NAZIA ERUM’S Mothering a Muslim is familiar and strange at the same time—familiar because of the increasing number of stories we hear now on religious discrimination, and strange because to an extent, there are also several Muslims who have been insulated from it. So far.
Mothering a Muslim opens up important questions that everyone must consider today and be encouraged to discuss. From young boys being the butt of ‘terrorist’ jokes to girls being treated disdainfully if they wear the hijab or just because of their Muslim surnames, the book looks at all aspects carefully, but always from the worried and concerned perspective of a mother. The jokes used to be about biryani earlier, but children are asked if their parents are experts at making bombs now.
Considering the political scenario in the country at the moment, this is indeed a brave book because it addresses the elephant in the room squarely. Erum establishes right at the beginning that this is a book about children and mothers who live in mixed residential settings and not Muslim- only localities. Furthermore, these are expensive and posh schools where parents irrespective of their religion or community have sent their children to get the best education available.
But no one is free of discrimination. The book lays out how it all begins in the playgrounds and reaches classrooms, where a few teachers too are guilty— either by their silence or their covert acceptance of the bullying. School after school, the story is repeated with children sometimes not bringing up the matter with their parents and deciding to sort it out on their own, leading to even more problems.
Indian Muslims, a good number of them at least, feel insulted when friends or classmates presume that they would be on Pakistan’s side during cricket matches simply because they are Muslim. That grim scenario has now morphed into something more sinister, with Muslim children being called ‘Pakistani’, having to learn from an early age that patriotism in our country is something that they must wear constantly like a badge.
To the outside world, a local Muslim community might seem homogenous, but that is not the case.
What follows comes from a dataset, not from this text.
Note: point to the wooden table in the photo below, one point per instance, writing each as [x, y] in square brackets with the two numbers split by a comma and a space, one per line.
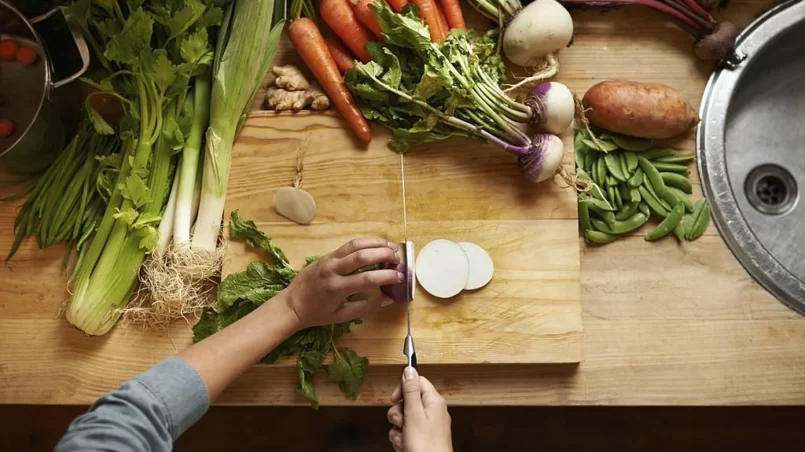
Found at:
[664, 324]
Erum also lifts the curtain on ‘us’ and ‘them’ among followers of the faith, with divisions based on how Muslim one is. There are those who have their own rigid interpretations of what it means to be Muslim and anyone who doesn’t meet their criteria is looked upon with scorn. Erum puts it across thus: ‘On one side, we are increasingly being reminded of our Muslim identity. And yet, in our homes within the larger Muslim community, we are told that we are not Muslim enough. Our children too are caught in this impossible vortex.’
Navigating these tricky waters within the community and still trying to maintain good grades and fulfil their ambitions for the average Muslim child is a big ask. Having to contend with bullying and references to terrorism or Pakistan just makes it a notch more difficult. Make that several notches.
The book also has transcripts of some interviews along with a list of suggestions of what we can do in schools to improve the situation. Having spoken extensive with mothers and their children, Erum draws some conclusions that are hard to face and accept. Apart from being an eye-opener to the current scenario, Mothering a Muslim puts the matter of bullying in the name of religion centre-stage, drawn out from the carpets under which it has been swept so far.